‘What the fuck is wrong with me?’ Noah wondered aloud frustrated.
He’d been staring at the screen for the last forty minutes or so. The blank page stared back, silent and empty, mocking his lack of inspiration. The small rays of sun that had showered over his furniture an hour ago, were now gone, replaced by a grayish light that announced more rain was coming.
Noah got up and walked to his balcony. Windows open, he let the wind blow through him, wishing it’d take this depression away. Life was happening down in the street. Cars passed by, bicycles strolled up and down the street, and people walked by his building with such direction that Noah wondered where his certainty had gone. Not that he always knew exactly what to do, but at least he’d always known where he wanted to go and what he had to do to get there. He had never felt this stuck before; Lucas & Harris had been sold and the new owners had other opinions about ancient buildings.
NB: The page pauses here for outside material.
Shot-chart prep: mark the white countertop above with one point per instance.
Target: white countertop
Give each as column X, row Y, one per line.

Noah was being forced to work with metal and concrete and was hating every second of it.
Architecture had been the logical answer for his yearns of creating and building things. Moving to New York to work with ancient buildings had been the next step in his career in remodeling. At 27, he’d met the perfect woman; beautiful, smart and talented. After three years together, he’d started to consider marriage and kids. He caught himself wondering a lot if he wanted to spend the rest of his life, the ups and downs, with a woman like Brie. She still was beautiful and smart, but somehow along the way they had grown apart. They met, had dinner, made love, watched a movie, a play, caught a concert, enjoyed a bottle of wine, but they never discussed things. They never talked. And when he tried, they always ended in awkward silences. That’s when it all stopped making sense to him. His friends were dumbfounded when he’d confessed this. And after she got the job as a reporter for Chanel 8, everybody knew her. Jenna, a militant feminist from the office, was convinced he had lost interest in her because she had become famous. Because now she had some sort of position of power. To him, it hardly mattered where she worked and if Bob from the grocery store knew her. In fact, he’d wanted so badly to make it work, more than just enjoy good company in the Manhattan nightlife, that he had tried hard to find common ground with her.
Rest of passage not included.